I think she’s brilliant! The way she acts, and even some of the words, are down to her. English is not her mother tongue, so she’ll sometimes make a mistake and I’ll keep it in because it sounds really unique. I didn’t know we’d be working together so much when I first started, but now I can’t go back. I’ve always got to work with her, so long as she wants to work with me. There’s a trust that comes out of it.
Do you write Fatma’s roles around her at this point?
To be honest, I’ve written everything but the first film around her. But she doesn’t always say, “I want to do that part.” She’ll look at it and say, “I don’t want to play that” or “I want to play someone else” and then I write those parts with her in mind.
During the writing process, was there ever a version of the script that veered more into horror?

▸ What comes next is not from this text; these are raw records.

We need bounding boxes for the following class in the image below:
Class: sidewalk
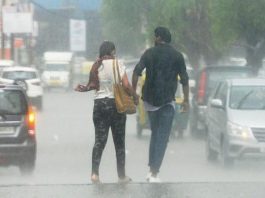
[1,182,265,198]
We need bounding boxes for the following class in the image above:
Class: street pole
[1,0,6,59]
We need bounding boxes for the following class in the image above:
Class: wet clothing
[134,43,189,107]
[144,101,175,112]
[92,98,126,178]
[86,55,115,91]
[91,58,127,178]
[134,43,189,173]
[148,104,175,173]
[95,59,126,99]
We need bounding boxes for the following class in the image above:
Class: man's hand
[180,100,189,113]
[133,94,140,105]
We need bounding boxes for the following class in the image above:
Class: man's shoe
[149,175,161,183]
[146,172,152,181]
[118,176,132,184]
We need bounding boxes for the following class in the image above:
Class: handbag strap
[112,59,122,84]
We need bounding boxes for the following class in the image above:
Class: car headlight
[227,121,251,139]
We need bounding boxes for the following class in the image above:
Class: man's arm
[132,53,148,91]
[182,84,189,102]
[132,71,139,92]
[178,53,190,112]
[132,49,149,98]
[181,83,190,112]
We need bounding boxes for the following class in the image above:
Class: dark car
[0,84,36,175]
[190,65,252,137]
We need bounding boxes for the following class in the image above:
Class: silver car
[206,78,265,166]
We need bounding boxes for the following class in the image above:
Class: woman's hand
[75,84,88,92]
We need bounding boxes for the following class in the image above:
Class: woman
[75,41,138,183]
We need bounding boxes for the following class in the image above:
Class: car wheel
[19,153,36,176]
[190,113,198,138]
[221,139,234,167]
[206,133,218,161]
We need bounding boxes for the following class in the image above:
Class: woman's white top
[94,59,126,99]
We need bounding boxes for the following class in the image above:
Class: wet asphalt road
[1,91,265,197]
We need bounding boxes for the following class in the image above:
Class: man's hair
[154,27,171,43]
[99,41,115,58]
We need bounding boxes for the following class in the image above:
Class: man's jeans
[148,104,175,174]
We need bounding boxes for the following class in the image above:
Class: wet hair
[154,27,171,43]
[99,41,116,58]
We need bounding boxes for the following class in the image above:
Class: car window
[207,69,250,91]
[45,64,69,71]
[2,71,37,80]
[214,82,228,105]
[0,90,27,114]
[229,85,265,110]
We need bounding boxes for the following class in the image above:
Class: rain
[0,0,265,197]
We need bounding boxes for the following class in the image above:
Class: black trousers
[92,98,126,178]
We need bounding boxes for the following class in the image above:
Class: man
[132,27,189,182]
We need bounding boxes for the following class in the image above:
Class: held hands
[132,94,140,105]
[180,100,190,113]
[75,84,88,92]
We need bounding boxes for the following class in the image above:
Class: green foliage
[101,0,265,66]
[211,0,265,48]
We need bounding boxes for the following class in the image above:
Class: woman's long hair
[86,41,116,91]
[99,41,115,58]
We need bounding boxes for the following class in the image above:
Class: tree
[101,0,217,69]
[211,0,265,71]
[101,0,265,72]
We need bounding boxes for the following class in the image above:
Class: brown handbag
[112,59,136,114]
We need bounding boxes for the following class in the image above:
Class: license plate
[0,127,15,134]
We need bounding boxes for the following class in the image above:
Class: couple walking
[75,27,190,183]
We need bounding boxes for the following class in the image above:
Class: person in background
[75,41,138,184]
[132,27,190,182]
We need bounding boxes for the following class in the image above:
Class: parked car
[0,84,37,175]
[190,65,252,137]
[0,66,43,110]
[206,78,265,167]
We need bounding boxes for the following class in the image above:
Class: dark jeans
[92,98,126,178]
[148,104,175,174]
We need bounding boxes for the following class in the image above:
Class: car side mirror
[210,99,224,109]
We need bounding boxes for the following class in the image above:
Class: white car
[0,66,43,110]
[0,59,14,72]
[206,78,265,166]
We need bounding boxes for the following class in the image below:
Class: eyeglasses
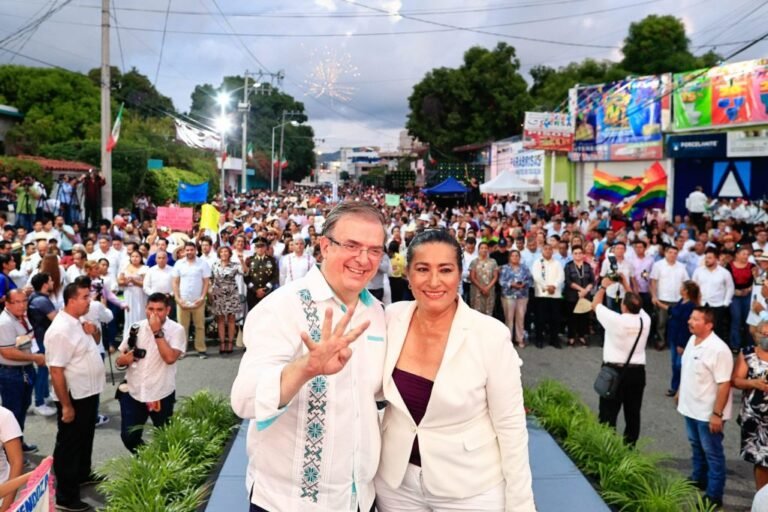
[326,236,385,258]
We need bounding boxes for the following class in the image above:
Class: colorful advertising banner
[522,112,574,152]
[569,76,667,161]
[672,59,768,131]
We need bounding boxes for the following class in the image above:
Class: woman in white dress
[118,250,148,340]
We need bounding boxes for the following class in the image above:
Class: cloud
[0,0,762,150]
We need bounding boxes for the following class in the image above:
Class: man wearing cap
[279,236,315,287]
[245,237,279,311]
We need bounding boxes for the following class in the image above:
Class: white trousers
[375,464,505,511]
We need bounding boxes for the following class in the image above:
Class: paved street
[19,334,756,511]
[518,339,754,512]
[22,348,243,509]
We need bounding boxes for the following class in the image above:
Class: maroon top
[392,367,434,467]
[729,262,754,290]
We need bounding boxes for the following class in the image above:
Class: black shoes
[56,500,91,511]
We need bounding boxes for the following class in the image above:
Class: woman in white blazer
[375,229,536,511]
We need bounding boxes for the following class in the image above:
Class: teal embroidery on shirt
[366,335,384,342]
[297,288,327,504]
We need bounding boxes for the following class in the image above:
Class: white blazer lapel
[438,298,471,366]
[383,301,417,413]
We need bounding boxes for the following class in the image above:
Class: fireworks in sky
[304,47,359,103]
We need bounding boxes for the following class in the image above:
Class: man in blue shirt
[0,254,18,310]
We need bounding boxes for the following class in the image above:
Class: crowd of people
[0,174,766,509]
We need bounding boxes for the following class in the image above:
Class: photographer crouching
[114,292,185,453]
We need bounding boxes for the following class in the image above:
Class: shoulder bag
[593,317,644,399]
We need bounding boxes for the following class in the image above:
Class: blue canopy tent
[422,176,468,195]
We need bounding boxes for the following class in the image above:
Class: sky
[0,0,766,153]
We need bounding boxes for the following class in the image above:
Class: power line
[111,0,126,71]
[26,0,599,19]
[153,0,172,86]
[697,0,768,48]
[208,0,272,74]
[335,0,661,48]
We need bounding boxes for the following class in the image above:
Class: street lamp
[216,92,230,199]
[270,111,301,192]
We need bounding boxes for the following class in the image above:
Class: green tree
[0,66,100,154]
[529,59,627,111]
[188,77,316,182]
[88,67,175,117]
[406,42,532,154]
[620,15,721,75]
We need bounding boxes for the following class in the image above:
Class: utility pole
[239,70,284,195]
[100,0,112,220]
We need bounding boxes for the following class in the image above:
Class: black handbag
[594,317,643,399]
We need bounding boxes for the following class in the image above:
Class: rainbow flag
[587,170,643,203]
[621,163,668,220]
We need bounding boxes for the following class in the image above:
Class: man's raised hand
[300,307,370,377]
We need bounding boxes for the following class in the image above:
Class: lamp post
[215,92,231,200]
[270,111,300,192]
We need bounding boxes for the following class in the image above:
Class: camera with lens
[126,323,146,360]
[92,281,104,301]
[606,255,621,282]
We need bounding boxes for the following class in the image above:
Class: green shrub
[145,166,210,205]
[526,380,714,512]
[0,157,52,191]
[98,390,239,512]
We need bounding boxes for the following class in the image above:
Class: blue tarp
[423,176,468,195]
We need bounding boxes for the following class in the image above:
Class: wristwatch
[153,329,165,339]
[712,411,723,418]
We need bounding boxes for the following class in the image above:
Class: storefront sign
[522,112,573,151]
[667,133,727,158]
[727,129,768,157]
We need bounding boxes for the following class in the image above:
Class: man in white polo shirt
[677,306,733,509]
[143,250,175,320]
[172,242,211,358]
[650,245,689,349]
[115,293,185,452]
[592,278,651,446]
[45,280,105,512]
[692,248,734,346]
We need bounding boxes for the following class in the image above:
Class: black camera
[607,255,621,282]
[92,281,103,301]
[126,324,146,360]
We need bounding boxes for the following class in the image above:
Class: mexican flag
[246,142,253,159]
[221,146,228,164]
[273,158,288,169]
[426,148,436,165]
[106,103,124,152]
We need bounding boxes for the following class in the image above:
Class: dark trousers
[524,288,535,331]
[462,282,471,303]
[0,365,34,437]
[535,297,562,345]
[598,365,646,446]
[54,393,99,505]
[119,391,175,452]
[389,277,407,303]
[84,201,100,229]
[566,301,589,338]
[639,292,656,343]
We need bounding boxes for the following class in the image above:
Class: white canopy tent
[480,171,541,194]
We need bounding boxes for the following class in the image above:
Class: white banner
[174,119,221,151]
[727,129,768,157]
[10,456,53,512]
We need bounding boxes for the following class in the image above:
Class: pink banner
[157,207,194,232]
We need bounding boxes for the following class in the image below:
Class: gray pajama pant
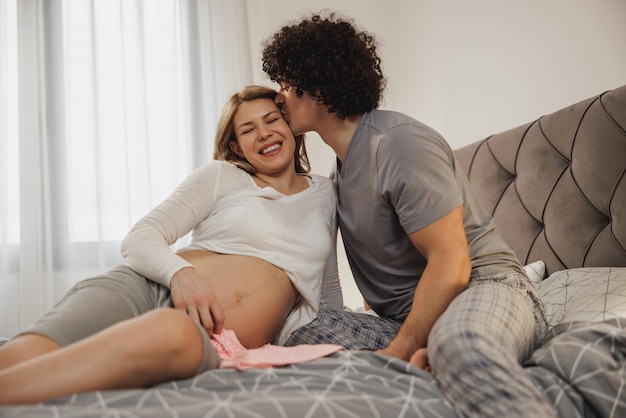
[430,272,555,417]
[17,264,219,374]
[286,271,556,418]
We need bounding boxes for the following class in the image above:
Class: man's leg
[427,276,556,417]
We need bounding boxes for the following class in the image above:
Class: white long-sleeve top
[121,160,342,344]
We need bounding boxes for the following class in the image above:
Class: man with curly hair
[262,11,556,418]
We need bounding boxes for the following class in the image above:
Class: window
[0,0,19,246]
[0,0,252,337]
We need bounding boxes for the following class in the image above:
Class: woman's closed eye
[237,110,283,137]
[240,120,275,136]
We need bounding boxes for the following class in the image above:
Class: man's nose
[274,93,284,105]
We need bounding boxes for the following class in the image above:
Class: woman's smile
[260,142,283,155]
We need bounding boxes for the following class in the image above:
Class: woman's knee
[147,309,201,349]
[143,309,206,375]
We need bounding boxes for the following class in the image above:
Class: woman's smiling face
[230,98,296,176]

Honestly, not really. I feel a bit boxed-in now. I was trying to do something recently, a romance, and they just wanted horror from me. I’ve dabbled in horror and In Fabric is obviously in that world, but nobody ever asks me to do a romance. I’d love to do a Douglas Sirk type of film.
Oh my god?
I don’t know if I’m just getting old or if I’m just more and more into relationships and desire. They’re much more relevant to the human race than someone getting stabbed or whatever. Weirdly, there’s more of an appetite for violent films than there is for romance or sex. I have a couple of projects that I’m working on, though. One is about male hedonism in New York in 1980 and the other is a kids film. I don’t know when they’re going to get made.

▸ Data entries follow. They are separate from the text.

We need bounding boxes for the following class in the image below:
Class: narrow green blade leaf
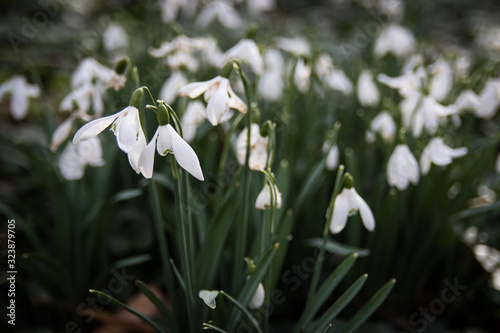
[220,291,263,333]
[309,274,368,333]
[305,238,370,257]
[111,188,143,203]
[170,259,187,293]
[295,253,359,331]
[136,280,172,325]
[339,278,396,333]
[111,254,152,270]
[89,289,164,333]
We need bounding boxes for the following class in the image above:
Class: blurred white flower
[236,123,269,170]
[138,124,204,180]
[473,244,500,273]
[475,78,500,119]
[160,71,189,105]
[357,69,380,107]
[160,0,197,24]
[0,75,40,120]
[223,39,264,75]
[365,111,396,144]
[374,23,416,58]
[59,136,105,180]
[103,23,128,54]
[293,58,311,93]
[73,106,143,154]
[150,35,210,72]
[59,83,105,117]
[179,76,247,125]
[455,89,480,113]
[276,37,311,57]
[387,144,419,190]
[420,138,467,175]
[196,0,243,29]
[247,0,275,15]
[323,143,339,171]
[411,95,457,137]
[51,115,75,152]
[181,101,208,142]
[429,59,453,103]
[71,58,116,89]
[315,53,353,95]
[258,48,285,101]
[200,37,225,69]
[249,283,265,309]
[329,186,375,234]
[256,183,282,210]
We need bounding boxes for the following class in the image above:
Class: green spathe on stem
[157,103,170,126]
[221,60,234,79]
[343,172,355,189]
[129,87,144,109]
[114,58,129,76]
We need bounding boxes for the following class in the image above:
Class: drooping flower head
[0,75,40,120]
[329,173,375,234]
[236,123,269,171]
[386,134,419,191]
[420,138,467,176]
[178,75,246,126]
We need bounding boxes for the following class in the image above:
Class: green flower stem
[305,165,345,308]
[171,160,197,332]
[148,180,178,330]
[232,62,253,294]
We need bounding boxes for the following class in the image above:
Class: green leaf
[220,291,263,333]
[111,188,143,203]
[447,200,500,222]
[295,252,359,331]
[136,280,173,326]
[305,238,370,257]
[170,259,187,293]
[199,290,220,309]
[111,254,152,270]
[339,278,396,333]
[309,274,368,332]
[89,289,164,333]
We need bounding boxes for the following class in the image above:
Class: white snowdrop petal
[73,112,121,144]
[115,107,140,153]
[249,283,265,310]
[356,193,375,232]
[51,116,74,152]
[330,190,350,234]
[139,130,159,179]
[167,125,204,181]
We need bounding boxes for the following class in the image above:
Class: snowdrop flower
[429,59,453,103]
[59,83,105,117]
[293,58,311,93]
[58,137,105,180]
[249,283,265,310]
[178,76,247,126]
[411,96,457,137]
[51,115,76,152]
[200,37,225,69]
[195,0,243,29]
[71,58,116,89]
[138,122,204,181]
[365,111,396,144]
[322,143,339,171]
[160,0,197,24]
[276,37,311,57]
[150,35,209,72]
[455,89,480,113]
[473,244,500,273]
[315,53,353,95]
[420,138,467,175]
[248,0,275,14]
[0,75,40,120]
[160,71,189,105]
[256,183,282,210]
[357,70,380,107]
[374,23,416,58]
[258,48,285,101]
[181,101,208,142]
[236,123,269,171]
[329,175,375,234]
[475,78,500,119]
[387,144,419,190]
[223,39,264,75]
[103,23,128,54]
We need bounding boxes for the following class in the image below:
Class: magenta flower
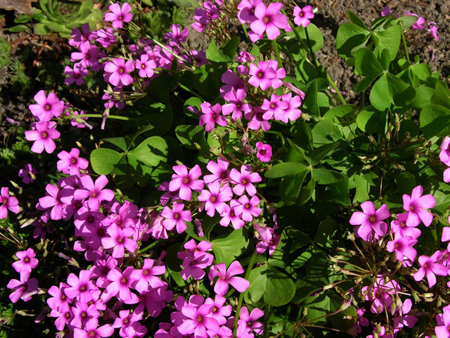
[64,63,88,86]
[177,304,219,337]
[105,2,133,29]
[164,24,189,45]
[104,58,135,87]
[442,216,450,251]
[293,5,314,27]
[349,201,390,241]
[57,148,89,176]
[220,70,247,96]
[362,276,400,314]
[74,175,115,210]
[28,90,64,122]
[392,298,418,333]
[255,224,280,255]
[130,258,165,293]
[198,182,233,217]
[440,136,450,165]
[256,142,272,162]
[65,270,97,303]
[96,27,116,48]
[208,261,250,296]
[12,248,38,281]
[204,158,230,184]
[7,277,38,303]
[25,121,61,154]
[102,224,137,258]
[436,305,450,338]
[71,42,100,72]
[69,23,93,48]
[73,318,114,338]
[112,309,143,337]
[161,202,191,234]
[18,163,36,184]
[248,61,277,91]
[38,183,68,221]
[282,93,302,122]
[222,89,252,120]
[246,107,272,131]
[71,302,99,328]
[414,251,447,287]
[237,0,262,24]
[428,23,439,41]
[235,195,262,222]
[402,185,436,227]
[136,54,156,78]
[237,306,264,337]
[168,164,204,201]
[0,187,20,219]
[390,213,421,239]
[220,200,245,229]
[204,295,232,325]
[199,102,227,133]
[250,2,288,40]
[386,235,417,265]
[261,94,289,121]
[229,164,262,196]
[47,282,72,313]
[106,267,139,304]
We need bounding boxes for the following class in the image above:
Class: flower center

I joked in a review a few months back that Flux is about edging. How much did sex and fetish inform your initial design of the film?
That’s funny, and I guess we live in a world where that might be a pejorative. But it’s about consensually exploring beyond heteronormative boundaries. Like, I’ve just finished a gay porno that’s showing somewhere tonight as a short film. I like to explore kink, or anything that goes beyond what we normally see onscreen, and to bring out the humanity in it—open up emotions that people who are very conservative can maybe relate to somehow. It’s less about shocking audiences than it is saying that someone who’s into bondage is actually the same as you.
There’s an interesting mix of performance as truth-telling versus performance as myth-making here: Stones seems to embody a kind of objectivity or integrity in prodding around the collective’s history, and Elle seems intent on narrativising her artistic journey, usually by corrupting the truth.
So much of it is relevant to us, especially in the social media age. That mythology of ourselves that we present to the world, the things we choose not to say about our background. Like Elle’s guilt about laughing at this anaphylactic shock—she was a child, so you can’t blame her, but then she makes it worse by rewriting herself as the hero of the piece.
As you say, there’s this idea of myth-making that’s in a sense piggybacking, which we all do as writers. You’re hijacking someone else’s story. For example, I’m not celiac. I’ve hijacked other people’s frustrations. When does that become exploitative? I don’t really know, but with Elle, there’s this self-punishment in her performances that leads back to her lies. Ultimately, catharsis is what I was really keying in on. All the characters within the film—whether through performance or through sexual discretions—are looking to purge something.
Would you say Flux is more about procedure or consumption?
Process is everything, really. Consumption is hard to define, with the characters’ dysfunctional relationship to food. So with that, I was looking at how kitchen politics and gender related to this story. My mother had this American cookbook from the 1950s and, though I changed the wording, the sentiments in Flux were pretty much the same as that book from the fifties.
Procedure is what we did naturally as a band. More than process, even, a kind of ritual. So much was in the process of treating sound the same way you treat food—we would physically chop the tape the same way you’d chop carrots. Layer it up, mix it, process it.
Flux Gourmet is out in UK cinemas from September 30.